A lawyer from Pennsylvania e-mails:
. . . I have a philosophy question. Is it possible that cosmology generally, with its theory of multiverses — all possible universes exist — provides an argument, somewhat like the old
ontological argument, for a non impersonal God? To wit:1) Multiverses — the set of all possible universes — exist.
2) Each multiverse is different from the other as to the arrangement of
matter, time, space, etc.3) In the set of all possible universes there exists a universe where a
personal God (the God of the Bible) exists, where Christ rose from the
dead, and where Christ was God.4) That God of the Bible is omnipotent.
5) So if there is one such universe, with an omnipotent God, there is a
set of all universes with an omnipotent God, as an omnipotent God can
operate across boundaries of matter, time, space, etc.6) A personal God exists in our universe as we exist in one of the set
of all universes.
I don't think this is a good argument for a couple of reasons.
1. First of all, I am bothered by the seeming conflation of the MODAL notion of possible worlds with the COMOLOGICAL notion of a multiplicity of universes. If there are many physical universes, as some cosmologists speculate, they are parts of total physical reality, albeit disconnected parts thereof, and therefore parts of the total way things are, using 'are' tenselessly. But the total way things are is just what we mean by the actual world. To invoke the Tractarian Wittgenstein, "The [actual] world is all that is the case." "The [actual] world is the totality of facts not of things." The actual world is the total (maximal) way things are, and merely possible worlds are total ways things could have been. Therefore, if there are many physical universes, they are all 'located within' the actual world in the sense that they are all parts of what is actually the case. For example, the physicist Lee Smolin in the '90s invented a scenario he calls evolutionary natural selection according to which universes are born from the interiors of black holes. These universes are part of total physical reality and are therefore part of the actual world. None of them are merely possible.

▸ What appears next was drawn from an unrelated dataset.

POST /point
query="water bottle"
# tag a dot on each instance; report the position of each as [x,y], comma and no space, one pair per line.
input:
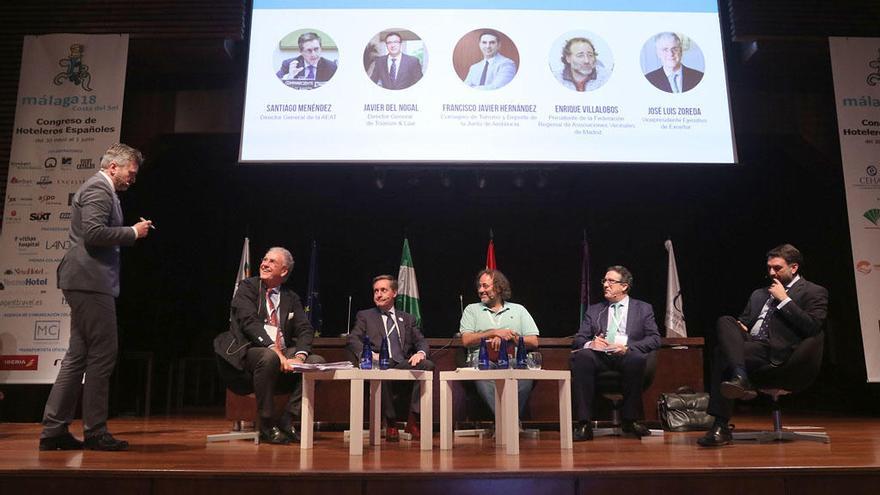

2. I grant arguendo the first two premises of the above argument. I have no philosophical objection to the existence of a multiplicity of physical universes or to the idea that each of these universes differs from every other one. But I question the third premise. The God of the Bible is a purely spiritual being. But no physical universe is such as to contain any purely spiritual being. So premise (3) is false. It cannot be that any physical universe contains the God of classical Western theism. I of course grant the plausibility of saying that there is a POSSILE WORLD in which this God exists. But then we are brought back to my opening remark about the conflation of the modal notion of possible worlds with the cosmological notion of a multiplicity of universes.
3. I grant (4) on a suitable interpretation of 'omnipotent' but not the inference to (5). Again, God is not a physical being and so is not in any physical universe. And if God is omnipotent it does not follow that he can do just anything.
4. What my correspondent is trying to do is use contemporary cosmology with its numerous different theories of mutliple universes to bolster the modal ontological argument. But the result is a mishmash. It would be better to stick to the modal ontological argument, the gist of which is as follows. God is a noncontingent being: either existent in all possible worlds or in none. But God is possible: he exists in at least one possible world. Therefore, he exists in all possible worlds, whence it follows that he exists in the actual world (since the actual world is one of the possible worlds). But to exist in the actual world is to exist. Therefore, God exists.
I should add that if there are multiples universes — a thesis a cosmologist could maintain without maintaining that every possible physical universe is actual — this tends to undermine theism since it suggests that the apparent designedness of the universe can be explained without invoking an intelligent designer. The idea, roughly, is that if there are many universes, then it is not so surprising that our universe should feature physical constants and other conditions within a range suitable for the emergence of intelligent life. Indeed, if every possible physical universe is actual, then the probability that intelligent life arise somewhere is 1.